Seeing God in these very practical ways—focusing upon others and their needs rather than upon themselves and everything they want in life—others experience God’s love and care being expressed for them. This experience opens the door to them, with God’s grace, to see God.

Like Elijah, Catholics who live a “crucifix faith” nourish themselves on the “Bread of Life” given to them freely. Then, like Jesus, the bread they will give is their flesh for the life of the world. Yes, those folks are always free to “take it” or “leave it”...and, yes, many will “leave it.” But, if they “take it,” they will be nourished to begin their journey to Mount Horeb where they will see God…present in their daily lives. Then, they’ll begin to understand the equation:

Faith + Reason + RELIGION = Freedom

In contrast to “crib faith” Catholics who live and profess themselves to be “spiritual, not religious,” “crucifix faith” Catholics are religious precisely because they are spiritual. Liberated from the prison of an excessive focus upon “me,” “mine,” and “my,” journey to Mount Horeb each and every day to see God alive and at work both within them and in their lives. For “crucifix faith” Catholics, Scripture and Church teaching—what “crib faith” Catholics view as a prison—are God’s revealed truth which provide the necessary guard rails keeping them on the path so they won’t be detoured from reaching their destination. “Rules?”, they ask. “What rules?” For Catholics who live a “crucifix faith,” all those rules are the accumulated practical wisdom been passed down through the centuries to avoid becoming detoured along the way to Mount Horeb.

Why do these folks think this way?

They know it’s not their life to live as they please, but God’s life entrusted them to live as God has willed and their freedom is experienced as they practice their faith by pouring out their blood for others. This constitutes their daily “bread of life” for which they give thanks to God each week at Sunday Mass when God nourishes them anew through the true the “Bread of Life”—Word and Sacrament—to continue their daily journey to Mount Horeb where they will see God.

That represents our challenge from Scripture for this week: To journey to Mount Horeb to see God.

How might we do that?

Each morning before doing anything—even getting out of bed—recall the equation that builds a stronger “crucifix faith”:

Faith + Reason + RELIGION = Freedom

Then commit yourself, as St. Paul has said, to live as a free person under the law of grace by journeying each day to Mount Horeb—in your home, workplace, in school, at Giants, Acme, Walmart, or Home Depot, wherever the journey will take you that day—to see God. And when you do—in the frustrated, the confused, the lost, the suffering, the needy, the depressed, the lonely, and especially in all of those folks today who are “spiritual, not religious,” give each an experience of God’s love for them.

This is how each of us will fulfill St.

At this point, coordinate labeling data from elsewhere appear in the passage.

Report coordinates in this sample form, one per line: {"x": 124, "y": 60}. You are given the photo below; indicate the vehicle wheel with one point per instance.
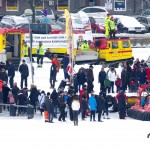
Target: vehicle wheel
{"x": 125, "y": 31}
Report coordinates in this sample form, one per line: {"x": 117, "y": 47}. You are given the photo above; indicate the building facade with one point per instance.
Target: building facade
{"x": 125, "y": 7}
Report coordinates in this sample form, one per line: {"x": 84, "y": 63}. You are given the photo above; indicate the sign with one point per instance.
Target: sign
{"x": 86, "y": 22}
{"x": 108, "y": 4}
{"x": 119, "y": 5}
{"x": 62, "y": 5}
{"x": 12, "y": 5}
{"x": 55, "y": 40}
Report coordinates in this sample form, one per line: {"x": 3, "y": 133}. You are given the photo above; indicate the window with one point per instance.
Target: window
{"x": 125, "y": 44}
{"x": 119, "y": 5}
{"x": 114, "y": 45}
{"x": 12, "y": 5}
{"x": 96, "y": 10}
{"x": 62, "y": 5}
{"x": 39, "y": 5}
{"x": 86, "y": 10}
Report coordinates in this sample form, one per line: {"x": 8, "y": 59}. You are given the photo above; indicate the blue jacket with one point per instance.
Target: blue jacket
{"x": 92, "y": 103}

Paul’s words to the Ephesians:

…be kind to one another, compassionate….imitators of God, as beloved children…living in love.

This week, let’s no longer “grieve the Holy Spirit of God,” as St. Paul said. Instead, let’s do precisely as God said to Elijah and to each of us today:

Get up and eat, else the journey will be too long for you! Strengthened by that food, he walked to the mountain of God, Horeb.

All of us can see God because each of us is from God. To see God this week, let’s no longer forget it’s not our life to live as we please, but the life God has entrusted to each of us to live as God intends for each and every one of us.